Engineers at Washington University in St. Louis have determined the importance of mixing in large anaerobic digesters that produce biogas.
Muthana al-Dahhan, Ph.D., Washington University professor of energy, environmental and chemical engineering, and his doctoral students Khursheed Karim, Rajnesh Varma, Mehuld Vesvikar and Rebecca Hoffman have determined that mixing is the most crucial step in the success of large, commercial anaerobic digesters that can react 1,500 gallons of manure. In addition to graduate students, numerous undergraduates have contributed to the research.
Al-Dahhan received a $2.2 million grant from the US Department of Energy in 2001 to research anaerobic digestion. There were then, as now, 100 anaerobic digesters in operation in the United States, but a high percentage—76%—regularly failed.
Al-Dahhan and his colleagues at Washington University, Oak Ridge National Laboratory and the Iowa Energy Center based in Ames, Iowa, studied the configuration, design, hydrodynamics and mixing parameters of reactors, first on a laboratory scale, in reactors that held less than four liters of manure. They then went to Oak Ridge Laboratory to a pilot plant and tested a reactor that held 100 liters.
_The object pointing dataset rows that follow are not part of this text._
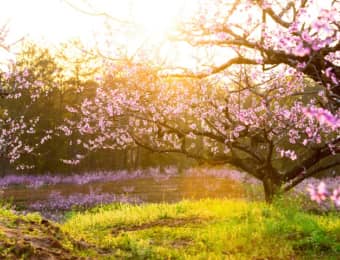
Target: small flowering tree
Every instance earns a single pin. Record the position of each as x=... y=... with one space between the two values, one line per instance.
x=15 y=126
x=262 y=129
x=271 y=108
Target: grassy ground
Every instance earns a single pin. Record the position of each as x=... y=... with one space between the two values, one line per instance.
x=206 y=229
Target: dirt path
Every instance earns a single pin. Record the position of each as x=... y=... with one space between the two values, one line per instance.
x=34 y=239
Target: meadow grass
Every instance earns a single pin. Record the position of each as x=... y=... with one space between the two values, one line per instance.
x=207 y=229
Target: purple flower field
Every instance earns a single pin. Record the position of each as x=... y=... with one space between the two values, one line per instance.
x=56 y=202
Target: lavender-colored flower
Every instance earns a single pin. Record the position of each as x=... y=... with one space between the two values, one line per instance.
x=335 y=197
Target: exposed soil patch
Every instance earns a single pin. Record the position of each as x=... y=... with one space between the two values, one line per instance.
x=23 y=239
x=167 y=222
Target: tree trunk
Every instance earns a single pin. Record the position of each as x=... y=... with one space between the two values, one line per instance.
x=270 y=189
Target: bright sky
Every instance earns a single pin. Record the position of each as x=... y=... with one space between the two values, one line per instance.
x=54 y=21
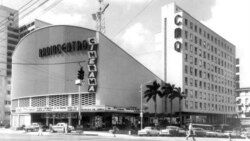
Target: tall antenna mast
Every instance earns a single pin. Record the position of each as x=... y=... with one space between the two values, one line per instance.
x=99 y=16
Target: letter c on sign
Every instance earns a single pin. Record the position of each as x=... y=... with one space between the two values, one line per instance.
x=177 y=46
x=176 y=20
x=91 y=41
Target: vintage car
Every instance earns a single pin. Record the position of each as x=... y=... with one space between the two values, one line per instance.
x=211 y=133
x=61 y=127
x=199 y=132
x=170 y=131
x=34 y=127
x=182 y=132
x=149 y=131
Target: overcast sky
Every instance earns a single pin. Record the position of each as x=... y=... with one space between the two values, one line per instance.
x=228 y=18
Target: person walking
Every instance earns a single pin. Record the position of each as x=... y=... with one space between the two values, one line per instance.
x=50 y=129
x=115 y=129
x=190 y=131
x=40 y=130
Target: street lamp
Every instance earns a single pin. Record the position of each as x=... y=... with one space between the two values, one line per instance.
x=141 y=112
x=79 y=82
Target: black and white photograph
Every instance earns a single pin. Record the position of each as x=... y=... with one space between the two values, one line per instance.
x=145 y=70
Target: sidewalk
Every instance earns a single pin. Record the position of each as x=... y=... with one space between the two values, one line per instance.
x=85 y=133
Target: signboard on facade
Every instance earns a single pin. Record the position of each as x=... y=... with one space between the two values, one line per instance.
x=75 y=109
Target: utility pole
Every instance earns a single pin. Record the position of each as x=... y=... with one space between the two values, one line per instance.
x=79 y=82
x=99 y=16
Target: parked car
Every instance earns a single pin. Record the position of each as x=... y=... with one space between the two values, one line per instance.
x=220 y=134
x=170 y=131
x=149 y=131
x=182 y=132
x=211 y=133
x=60 y=127
x=199 y=132
x=233 y=134
x=34 y=127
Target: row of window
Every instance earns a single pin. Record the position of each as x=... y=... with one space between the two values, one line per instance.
x=195 y=51
x=199 y=63
x=208 y=106
x=202 y=74
x=201 y=95
x=206 y=86
x=207 y=35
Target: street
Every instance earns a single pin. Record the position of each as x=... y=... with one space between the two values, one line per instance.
x=60 y=137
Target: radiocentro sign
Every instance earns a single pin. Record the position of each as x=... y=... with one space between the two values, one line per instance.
x=65 y=47
x=90 y=45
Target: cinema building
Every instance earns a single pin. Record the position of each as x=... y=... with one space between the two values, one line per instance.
x=45 y=66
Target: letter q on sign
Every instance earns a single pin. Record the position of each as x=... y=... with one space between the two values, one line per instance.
x=177 y=46
x=91 y=41
x=177 y=20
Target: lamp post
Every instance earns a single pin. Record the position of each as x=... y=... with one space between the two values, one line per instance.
x=182 y=96
x=141 y=111
x=79 y=82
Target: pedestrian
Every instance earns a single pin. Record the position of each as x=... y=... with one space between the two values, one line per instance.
x=190 y=131
x=40 y=130
x=50 y=129
x=115 y=129
x=230 y=136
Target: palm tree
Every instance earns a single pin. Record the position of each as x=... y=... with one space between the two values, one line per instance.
x=180 y=95
x=167 y=89
x=152 y=92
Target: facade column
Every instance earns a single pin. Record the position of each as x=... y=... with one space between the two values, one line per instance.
x=69 y=118
x=47 y=119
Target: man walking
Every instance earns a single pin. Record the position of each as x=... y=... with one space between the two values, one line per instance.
x=190 y=132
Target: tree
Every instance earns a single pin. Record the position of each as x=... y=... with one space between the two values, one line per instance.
x=180 y=95
x=152 y=92
x=167 y=89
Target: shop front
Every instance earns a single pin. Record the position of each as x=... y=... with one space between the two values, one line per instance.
x=93 y=117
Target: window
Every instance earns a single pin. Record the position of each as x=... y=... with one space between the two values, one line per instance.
x=186 y=69
x=195 y=61
x=186 y=46
x=195 y=50
x=186 y=81
x=200 y=74
x=191 y=37
x=186 y=57
x=186 y=22
x=191 y=25
x=186 y=34
x=191 y=70
x=191 y=81
x=191 y=48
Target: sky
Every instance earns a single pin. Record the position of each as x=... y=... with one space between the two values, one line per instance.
x=133 y=24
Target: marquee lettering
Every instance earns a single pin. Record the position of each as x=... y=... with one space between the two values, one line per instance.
x=66 y=48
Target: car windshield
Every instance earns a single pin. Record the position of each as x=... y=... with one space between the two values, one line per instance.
x=149 y=128
x=172 y=127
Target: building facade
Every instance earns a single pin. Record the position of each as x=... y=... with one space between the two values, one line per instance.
x=243 y=106
x=202 y=63
x=44 y=88
x=9 y=38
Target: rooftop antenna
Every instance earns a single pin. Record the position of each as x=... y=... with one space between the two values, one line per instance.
x=99 y=16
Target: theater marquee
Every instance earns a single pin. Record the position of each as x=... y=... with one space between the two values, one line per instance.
x=90 y=46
As size increased, we found mixing plays a very important role in successful operations. Intensity of mixing also is important. We found that if intensity of mixing is reduced, failure often is a consequence.—Muthana al-Dahhan
Anaerobic digestion of manure is opaque. To understand the hydrodynamics of anaerobic digestion al-Dahhan and colleague used a multiple-particle, computer-automated radioactive particle tracking system, computational fluid dynamics and gamma ray computed tomography to see where and under what conditions biochemical stagnant or dead zones occurred. They also analyzed mixing systems, hydrodynamics, shear effect and reactor configuration.